Short answer: yes.
In fact, it's a little more complicated than that. The device manufacturer or OEM buys different components (chips and sensors) from other manufacturers. Some of those components (such as the SoC or chipset) in turn contain hardware designed by other companies. For example, an LG phone might contain a SoC manufactured by Qualcomm, which in turn contains a GPU designed by ARM.
Just like how the hardware contains components from different vendors, so does the software. In the example, when ARM licenses (sells) the GPU design to Qualcomm, they also supply the source code for a reference driver for the GPU design. (They'd include source for whatever platforms Qualcomm is interested in, including Android.) Qualcomm would adjust all the parameters of the driver (such as the memory map, which you mentioned) for their SoC, and put it together with drivers for all the other components of the SoC.

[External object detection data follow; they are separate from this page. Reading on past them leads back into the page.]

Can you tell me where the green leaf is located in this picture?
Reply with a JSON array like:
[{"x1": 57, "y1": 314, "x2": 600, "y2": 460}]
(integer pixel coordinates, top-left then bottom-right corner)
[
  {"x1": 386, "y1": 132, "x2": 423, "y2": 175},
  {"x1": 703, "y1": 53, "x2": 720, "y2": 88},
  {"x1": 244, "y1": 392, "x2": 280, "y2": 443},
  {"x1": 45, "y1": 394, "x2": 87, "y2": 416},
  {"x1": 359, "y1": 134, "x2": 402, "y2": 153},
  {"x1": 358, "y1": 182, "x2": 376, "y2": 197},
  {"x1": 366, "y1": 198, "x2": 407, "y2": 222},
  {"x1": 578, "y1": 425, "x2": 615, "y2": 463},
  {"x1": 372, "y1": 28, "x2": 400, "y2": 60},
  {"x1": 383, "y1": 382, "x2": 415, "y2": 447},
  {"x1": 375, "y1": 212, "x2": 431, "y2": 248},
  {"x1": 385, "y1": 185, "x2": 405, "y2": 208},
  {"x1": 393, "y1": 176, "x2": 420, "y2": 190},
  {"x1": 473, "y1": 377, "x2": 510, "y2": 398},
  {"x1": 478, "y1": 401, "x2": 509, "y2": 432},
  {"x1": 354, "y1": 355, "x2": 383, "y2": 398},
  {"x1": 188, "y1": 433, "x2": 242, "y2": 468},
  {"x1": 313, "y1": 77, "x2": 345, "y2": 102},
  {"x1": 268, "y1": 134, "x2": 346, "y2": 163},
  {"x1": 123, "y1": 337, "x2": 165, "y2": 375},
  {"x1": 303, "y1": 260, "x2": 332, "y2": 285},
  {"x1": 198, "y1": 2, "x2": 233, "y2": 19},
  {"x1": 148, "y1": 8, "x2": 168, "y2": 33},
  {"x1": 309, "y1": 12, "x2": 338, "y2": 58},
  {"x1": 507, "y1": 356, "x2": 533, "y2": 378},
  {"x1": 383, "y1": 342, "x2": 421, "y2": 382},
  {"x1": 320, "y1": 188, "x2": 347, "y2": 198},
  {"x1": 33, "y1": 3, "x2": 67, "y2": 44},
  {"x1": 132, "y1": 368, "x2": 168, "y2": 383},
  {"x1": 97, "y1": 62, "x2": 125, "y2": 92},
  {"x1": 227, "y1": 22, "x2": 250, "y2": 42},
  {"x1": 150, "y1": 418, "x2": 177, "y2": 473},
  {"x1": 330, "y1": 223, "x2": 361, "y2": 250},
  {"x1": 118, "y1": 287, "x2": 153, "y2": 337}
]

Then, when LG buys the SoC from Qualcomm, Qualcomm would supply this combined driver to LG. LG puts this together with the drivers for other parts of the phone (such as the touch screen), adds their UI customizations, and builds a ROM image that they can flash onto the phone during manufacture.
There's sometimes an extra step, too: the carrier might change the ROM to include more pre-installed apps, a different boot animation, or other customizations.
So, although in general each component manufacturer or designer is responsible for the driver for their own components, that driver is changed further down the line.